Trump, whose delivery seemed flat throughout his speech, talked up the American economy and said his tax cuts were spurring investment and creating jobs.
“Now is the perfect time to bring your business, your investment and your jobs to the U.S,” he said before attacking “unelected bureaucrats” for imposing over-burdensome regulation, which he called “stealth taxation.”
“We cannot have free and open trade if some countries exploit the system at the expense of others,” Trump said.
Staying with trade, Trump said free trade “needs to be fair, and it needs to be reciprocal,” adding that the U.S. “will no longer turn a blind eye” to unfair practices such as subsidies and unfair state-led economic planning.
He also said he could negotiate a trade deal with the countries of the Trans-Pacific Partnership — “if it is in the interests of all.” Trump pulled out of the TPP last year.
Turning to foreign policy, Trump called for “maximum pressure to de-nuke the Korean peninsula” and help to “block Iran’s path to a nuclear weapon.”

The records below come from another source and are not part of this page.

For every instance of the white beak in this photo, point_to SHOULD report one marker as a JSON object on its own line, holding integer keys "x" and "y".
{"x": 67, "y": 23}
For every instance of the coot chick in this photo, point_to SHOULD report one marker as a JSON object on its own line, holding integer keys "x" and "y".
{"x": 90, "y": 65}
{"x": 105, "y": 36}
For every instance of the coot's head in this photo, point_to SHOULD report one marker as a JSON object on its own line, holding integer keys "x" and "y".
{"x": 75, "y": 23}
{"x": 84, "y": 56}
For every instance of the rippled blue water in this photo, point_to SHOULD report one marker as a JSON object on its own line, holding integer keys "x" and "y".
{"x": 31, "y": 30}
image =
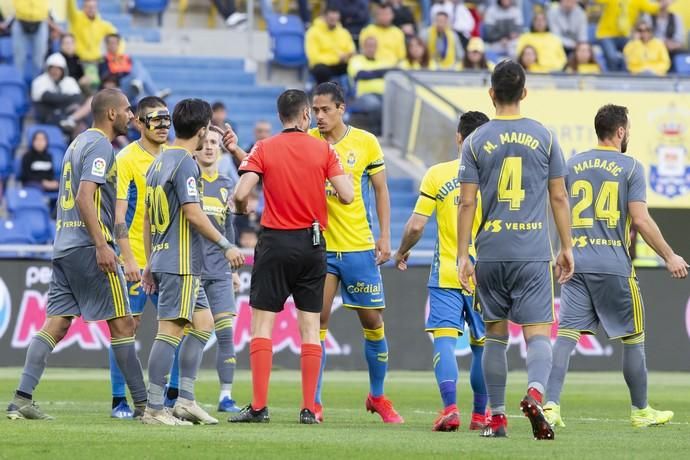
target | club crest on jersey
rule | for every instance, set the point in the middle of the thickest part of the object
(351, 159)
(191, 187)
(98, 167)
(670, 176)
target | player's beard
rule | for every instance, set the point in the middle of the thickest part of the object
(624, 143)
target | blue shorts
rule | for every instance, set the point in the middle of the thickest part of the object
(451, 309)
(137, 298)
(360, 278)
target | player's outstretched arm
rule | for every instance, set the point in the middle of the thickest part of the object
(343, 187)
(132, 273)
(383, 211)
(413, 231)
(558, 197)
(647, 227)
(105, 256)
(466, 211)
(199, 220)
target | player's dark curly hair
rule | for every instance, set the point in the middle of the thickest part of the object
(189, 116)
(608, 119)
(333, 89)
(469, 121)
(291, 103)
(508, 82)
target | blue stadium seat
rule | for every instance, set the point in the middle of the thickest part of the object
(9, 123)
(681, 62)
(6, 51)
(156, 7)
(287, 41)
(6, 161)
(12, 232)
(37, 221)
(56, 138)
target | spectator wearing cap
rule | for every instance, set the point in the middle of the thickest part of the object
(367, 70)
(475, 57)
(669, 28)
(354, 15)
(403, 18)
(646, 54)
(417, 56)
(89, 29)
(582, 60)
(390, 40)
(54, 93)
(37, 165)
(548, 46)
(329, 47)
(463, 23)
(568, 21)
(442, 42)
(616, 23)
(30, 31)
(503, 25)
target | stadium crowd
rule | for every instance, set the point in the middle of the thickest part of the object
(352, 42)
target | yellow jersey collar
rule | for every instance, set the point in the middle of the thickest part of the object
(508, 117)
(209, 178)
(607, 148)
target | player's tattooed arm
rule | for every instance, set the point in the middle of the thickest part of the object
(121, 231)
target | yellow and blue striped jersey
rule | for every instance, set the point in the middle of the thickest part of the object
(349, 226)
(132, 163)
(440, 192)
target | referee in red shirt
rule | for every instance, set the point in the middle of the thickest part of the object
(290, 257)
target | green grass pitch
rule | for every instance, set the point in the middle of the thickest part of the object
(595, 408)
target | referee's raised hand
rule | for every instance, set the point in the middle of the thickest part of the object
(235, 257)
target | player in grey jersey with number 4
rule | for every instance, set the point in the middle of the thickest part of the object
(516, 164)
(608, 195)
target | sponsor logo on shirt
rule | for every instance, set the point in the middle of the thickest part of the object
(191, 187)
(98, 168)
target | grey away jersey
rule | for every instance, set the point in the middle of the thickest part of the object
(601, 183)
(172, 181)
(216, 193)
(89, 157)
(512, 160)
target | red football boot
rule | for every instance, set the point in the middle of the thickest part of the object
(384, 407)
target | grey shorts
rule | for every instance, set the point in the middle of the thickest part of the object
(179, 296)
(521, 292)
(588, 300)
(220, 295)
(79, 288)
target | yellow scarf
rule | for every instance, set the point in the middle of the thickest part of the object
(447, 61)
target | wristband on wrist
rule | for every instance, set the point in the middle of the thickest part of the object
(224, 244)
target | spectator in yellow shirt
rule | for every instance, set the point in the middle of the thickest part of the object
(529, 60)
(329, 47)
(89, 29)
(548, 46)
(367, 71)
(417, 56)
(582, 60)
(390, 39)
(442, 42)
(646, 54)
(30, 30)
(616, 23)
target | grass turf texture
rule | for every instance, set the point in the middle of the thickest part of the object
(595, 408)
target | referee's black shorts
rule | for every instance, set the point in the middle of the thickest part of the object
(286, 262)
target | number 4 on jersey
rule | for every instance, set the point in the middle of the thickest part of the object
(510, 183)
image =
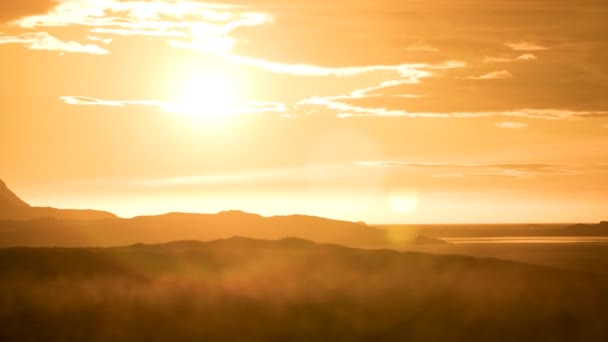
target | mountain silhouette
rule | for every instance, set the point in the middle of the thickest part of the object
(22, 225)
(241, 289)
(14, 208)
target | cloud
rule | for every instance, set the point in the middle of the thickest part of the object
(495, 75)
(512, 170)
(525, 46)
(413, 71)
(421, 48)
(99, 39)
(15, 9)
(524, 57)
(249, 108)
(339, 106)
(44, 41)
(200, 23)
(90, 101)
(512, 124)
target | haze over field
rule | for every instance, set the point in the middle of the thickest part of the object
(379, 111)
(304, 170)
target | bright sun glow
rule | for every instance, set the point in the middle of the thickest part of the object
(206, 95)
(404, 203)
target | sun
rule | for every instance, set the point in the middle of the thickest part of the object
(207, 94)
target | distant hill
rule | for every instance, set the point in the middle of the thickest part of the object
(241, 289)
(202, 227)
(22, 225)
(13, 208)
(500, 230)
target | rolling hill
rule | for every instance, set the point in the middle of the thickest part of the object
(54, 227)
(289, 290)
(13, 208)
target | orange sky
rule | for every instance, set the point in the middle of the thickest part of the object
(382, 111)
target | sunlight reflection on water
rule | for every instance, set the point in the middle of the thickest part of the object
(527, 239)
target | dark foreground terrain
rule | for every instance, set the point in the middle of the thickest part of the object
(252, 290)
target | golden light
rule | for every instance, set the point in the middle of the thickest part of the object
(404, 204)
(207, 94)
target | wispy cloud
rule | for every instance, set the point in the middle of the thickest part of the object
(525, 46)
(421, 48)
(201, 24)
(511, 124)
(495, 75)
(514, 170)
(524, 57)
(44, 41)
(90, 101)
(248, 108)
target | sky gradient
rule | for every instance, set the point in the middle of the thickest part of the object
(381, 111)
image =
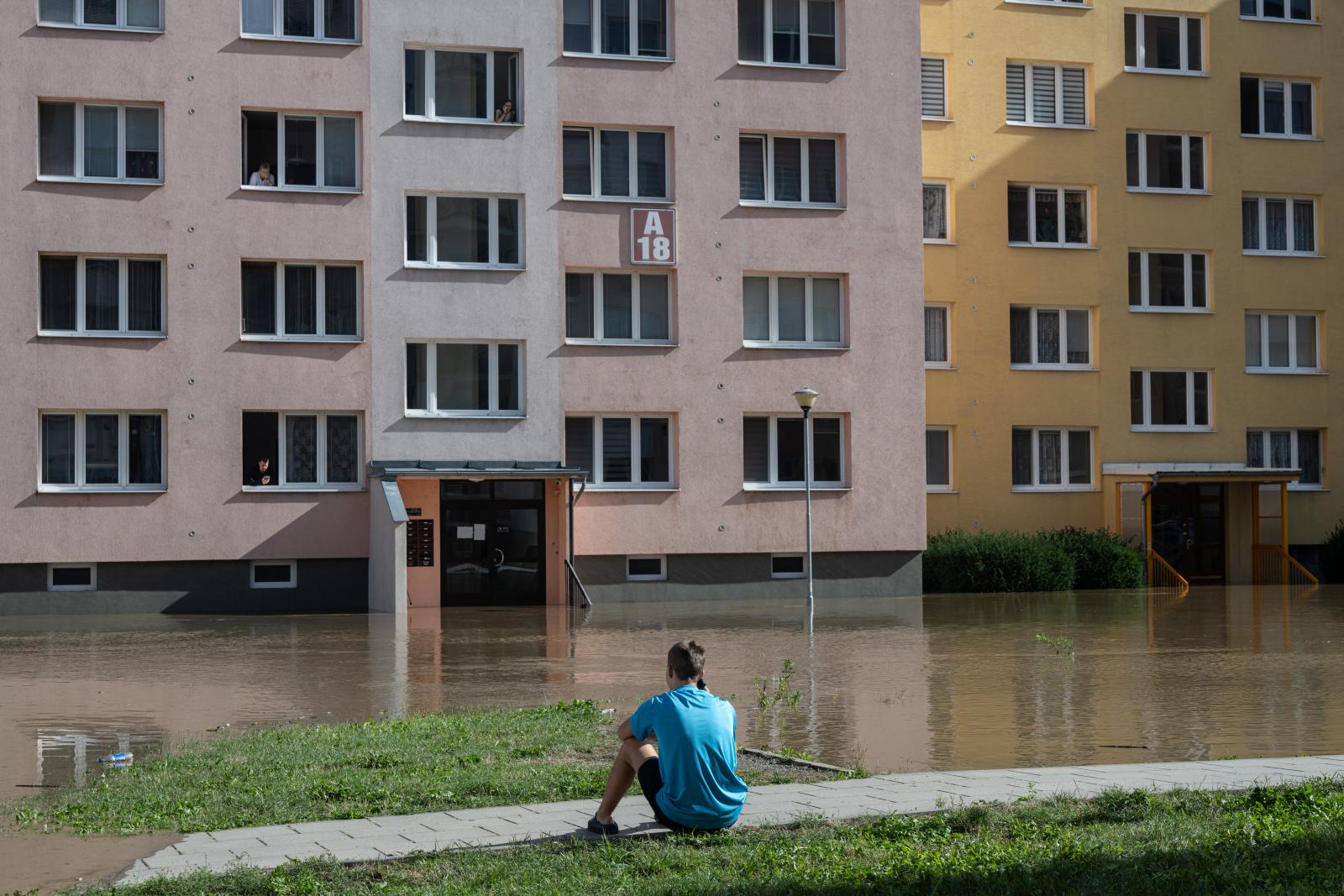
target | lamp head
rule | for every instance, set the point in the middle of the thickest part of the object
(806, 398)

He then criticized his country’s immigration system, which he dubbed “outdated.” He said the U.S. needs a new “merit-based system” based on people’s ability to support themselves financially and help rebuild the economy.
He ended with a tribute to the “hard-working people” in countries across the world.
“Let us send our love and our gratitude to them, because they make our countries run, they make our country great.”
After a military band had warmed up the crowd, Trump was introduced by a fawning World Economic Forum founder Klaus Schwab while the president sat awkwardly on the stage. When Schwab said Trump had suffered from mis-interpretations, some in the audience hissed.
Schwab, who missed no opportunity to praise Trump, then sat with the president for a chat that began with a request to expand on his tax reforms. Trump, who had seemed restrained and downbeat during his scripted speech, appeared more animated during the less formal part of the address, and took a swing at the Democrats, saying that “if the opposing party” had won the election “the stock market wouldn’t be up 50 percent, it would be down close to 50 percent.”
Warming up, Trump said he always had a good relationship with the press as a businessman but that changed when he became president, and he didn’t realize “how nasty, how mean, how vicious and how fake the media are.” That comment was met with some boos and hisses from the room.
Shortly before Trump’s address, a waiter was seen delivering four hamburgers and fries to the speakers’ room.